Initially, the roundups for the Umschlagplatz were supervised by the Jewish Ghetto Police. Houses or entire blocks were cordoned off and then all the inhabitants were forced to gather in a controlled spot, such as a closed off street or a tenement's courtyard. After a check of documents, the individuals were forced, under escort, to proceed to the Umschlagplatz. Emptied buildings were searched and those found hiding were either killed on the spot or joined with those proceeding to the square. Some young men were moved to the so-called Dulag, an internment camp, from which some were sent to labor camps rather than death camps.
The order in which the ghetto's blocks were emptied was organized by the Germans. Beginning in August, German-run workhouses and factories (szopas) and the offices of the Judenrat were also cordoned off, and the personnel sent to the Umschlagplatz as well. Famed Polish pianist, Władysław Szpilman, would survive the ordeal by being pulled out of the crowds that were being loaded onto a train heading towards Treblinka. Szpilman was pulled from the line after being recognized by a Jewish policeman, who happened to stand guard at the Umschlagplatz. Szpilman's survival is immortalized in his autobiography, The Pianist, which was made into a motion picture by Director Roman Polanski. Polanski, as well as his family, would also be affected by the Holocaust.
Most of the people arriving in the Umschlagplatz were taken there via Zamenhof Street.
On 18 April 1988, on the eve of the 45th anniversary of the outbreak of the Warsaw Ghetto Uprising, a stone monument resembling an open freight car was unveiled to mark the Umschlagplatz. The inscription on four commemorative plaques in Polish, Yiddish, English and Hebrew reads:
Along this path of suffering and death over 300 000 Jews were driven in 1942-1943 from the Warsaw Ghetto to the gas chambers of the Nazi extermination camps.
The 400 most popular Jewish-Polish first names, in alphabetical order from Aba to Żanna, are engraved on the monument. Each one commemorates 1,000 victims of the Warsaw Ghetto. The gate is surmounted by a syenite grave stone (donated by the government and society of Sweden) with a motif of a shattered forest – a symbol of the extermination of the Jewish nation.
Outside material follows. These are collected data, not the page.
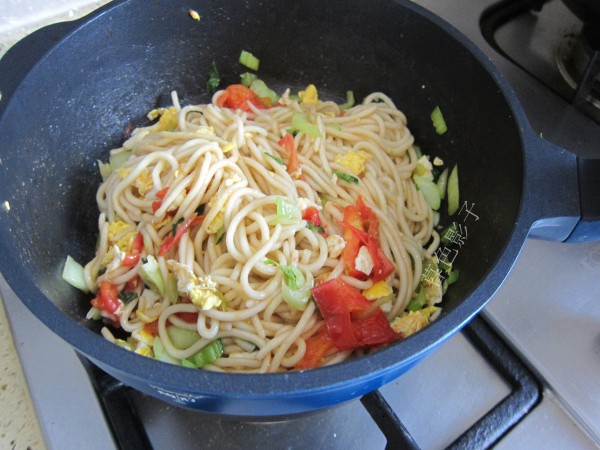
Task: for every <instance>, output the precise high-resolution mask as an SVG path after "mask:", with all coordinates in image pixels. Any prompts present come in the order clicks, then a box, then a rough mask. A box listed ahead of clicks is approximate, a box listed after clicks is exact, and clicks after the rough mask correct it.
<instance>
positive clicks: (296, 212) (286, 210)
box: [275, 197, 302, 225]
mask: <svg viewBox="0 0 600 450" xmlns="http://www.w3.org/2000/svg"><path fill="white" fill-rule="evenodd" d="M275 206H276V208H277V217H276V219H275V224H281V225H291V224H294V223H298V222H299V221H300V220H302V212H301V211H300V208H298V205H296V204H295V203H293V202H292V201H291V200H290V199H288V198H285V197H277V198H276V199H275Z"/></svg>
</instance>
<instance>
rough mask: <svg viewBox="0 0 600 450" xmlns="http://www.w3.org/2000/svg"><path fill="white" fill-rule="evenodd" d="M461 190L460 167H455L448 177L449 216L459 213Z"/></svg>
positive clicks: (448, 210)
mask: <svg viewBox="0 0 600 450" xmlns="http://www.w3.org/2000/svg"><path fill="white" fill-rule="evenodd" d="M458 204H459V189H458V165H455V166H454V168H453V169H452V172H450V176H449V177H448V214H449V215H453V214H454V213H455V212H456V211H458Z"/></svg>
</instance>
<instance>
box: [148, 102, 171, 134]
mask: <svg viewBox="0 0 600 450" xmlns="http://www.w3.org/2000/svg"><path fill="white" fill-rule="evenodd" d="M159 116H160V120H159V121H158V123H157V124H156V125H155V127H156V131H173V130H175V129H176V128H177V109H175V107H174V106H169V107H168V108H158V109H153V110H152V111H150V112H149V113H148V115H147V117H148V119H150V120H154V119H156V118H157V117H159Z"/></svg>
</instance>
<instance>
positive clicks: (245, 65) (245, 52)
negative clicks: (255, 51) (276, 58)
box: [239, 50, 260, 71]
mask: <svg viewBox="0 0 600 450" xmlns="http://www.w3.org/2000/svg"><path fill="white" fill-rule="evenodd" d="M239 61H240V64H241V65H242V66H246V67H247V68H248V69H250V70H255V71H256V70H258V65H259V64H260V60H259V59H258V58H257V57H256V56H254V55H253V54H252V53H250V52H248V51H246V50H242V52H241V53H240V60H239Z"/></svg>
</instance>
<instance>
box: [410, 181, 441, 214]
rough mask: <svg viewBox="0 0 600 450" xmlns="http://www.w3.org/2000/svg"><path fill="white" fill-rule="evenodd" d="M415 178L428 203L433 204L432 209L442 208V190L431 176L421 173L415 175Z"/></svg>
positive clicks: (435, 209) (418, 185)
mask: <svg viewBox="0 0 600 450" xmlns="http://www.w3.org/2000/svg"><path fill="white" fill-rule="evenodd" d="M413 180H414V182H415V184H416V185H417V188H419V190H420V191H421V193H422V194H423V197H424V198H425V201H426V202H427V204H428V205H429V206H431V208H432V209H435V210H438V209H440V204H441V201H442V199H441V197H440V191H439V190H438V187H437V185H436V184H435V183H434V182H433V181H432V180H430V179H429V178H426V177H422V176H419V175H413Z"/></svg>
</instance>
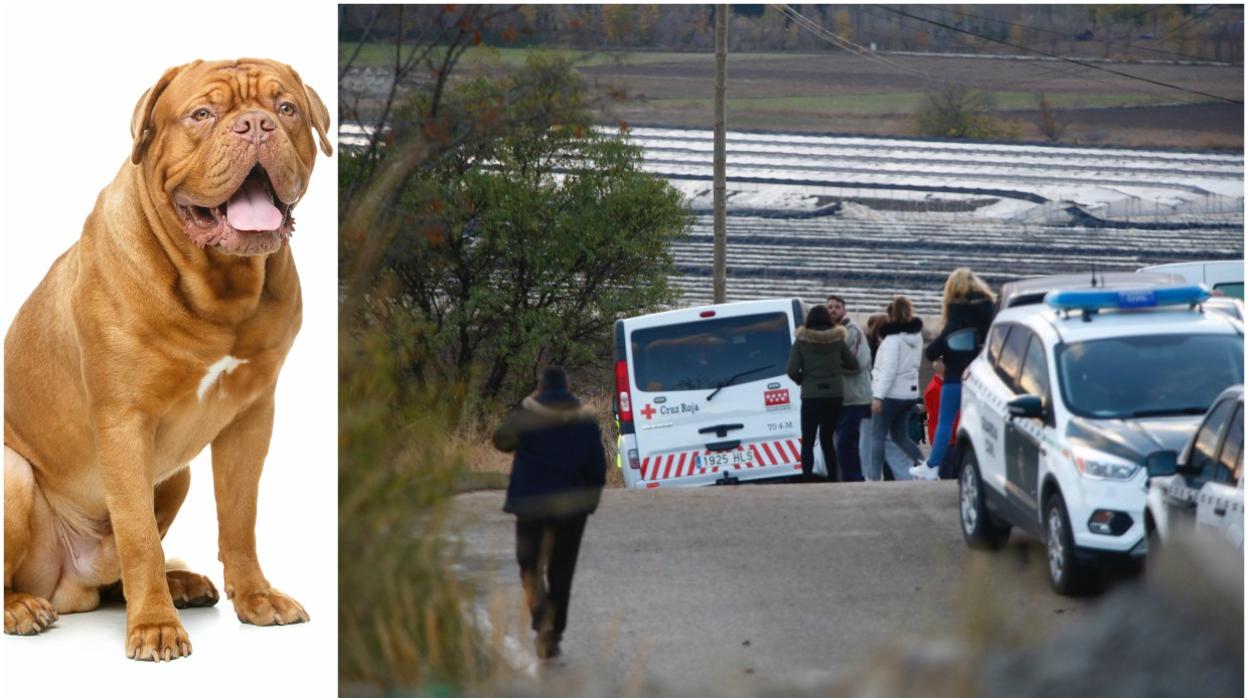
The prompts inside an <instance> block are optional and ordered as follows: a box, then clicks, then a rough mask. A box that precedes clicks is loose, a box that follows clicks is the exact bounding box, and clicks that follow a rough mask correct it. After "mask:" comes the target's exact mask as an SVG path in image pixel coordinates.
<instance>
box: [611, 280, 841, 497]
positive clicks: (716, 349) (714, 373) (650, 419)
mask: <svg viewBox="0 0 1248 698" xmlns="http://www.w3.org/2000/svg"><path fill="white" fill-rule="evenodd" d="M804 317H805V316H804V313H802V305H801V301H800V300H797V298H779V300H765V301H744V302H735V303H721V305H714V306H701V307H693V308H683V310H673V311H668V312H658V313H654V315H643V316H640V317H630V318H626V320H618V321H617V322H615V352H614V357H615V416H617V418H618V420H619V432H620V438H619V445H618V446H619V453H620V458H619V467H620V468H622V469H623V472H624V483H625V486H626V487H633V488H655V487H681V486H699V484H729V483H736V482H743V481H748V479H765V478H775V477H791V476H794V474H800V473H801V390H800V388H799V387H797V385H796V383H794V382H792V381H791V380H789V377H787V376H786V375H785V365H786V363H787V361H789V350H790V347H791V346H792V342H794V337H795V336H796V327H797V326H800V325H801V322H802V321H804ZM816 446H817V445H816ZM815 453H816V456H815V472H816V473H820V474H822V473H826V472H827V469H826V466H825V465H824V462H822V456H821V455H820V452H819V448H817V447H816V448H815Z"/></svg>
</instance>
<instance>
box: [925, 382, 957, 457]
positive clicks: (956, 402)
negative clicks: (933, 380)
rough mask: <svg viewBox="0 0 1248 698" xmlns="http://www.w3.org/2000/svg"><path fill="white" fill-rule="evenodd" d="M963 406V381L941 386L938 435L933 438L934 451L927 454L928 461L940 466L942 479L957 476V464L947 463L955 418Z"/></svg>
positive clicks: (938, 421) (937, 427)
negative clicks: (962, 388)
mask: <svg viewBox="0 0 1248 698" xmlns="http://www.w3.org/2000/svg"><path fill="white" fill-rule="evenodd" d="M961 408H962V383H945V385H943V386H941V388H940V418H938V420H937V421H936V436H935V438H932V451H931V453H929V455H927V463H929V465H931V466H937V467H938V468H940V478H941V479H952V478H955V477H957V474H956V473H955V472H953V471H956V469H957V466H956V465H953V463H946V462H945V461H946V460H948V458H946V457H945V456H946V452H947V451H948V440H950V438H952V437H953V420H955V418H956V417H957V411H958V410H961Z"/></svg>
The selection and sequence of colours of the monument (white with the black stripe on the front wall) refer to the Jewish ritual clothing. The monument was created by architect Hanna Szmalenberg and sculptor Władysław Klamerus. It replaced a commemorative plaque unveiled in the late 1940s. In 2002 the monument site and the adjacent school buildings were listed in the Register of Historic Monuments.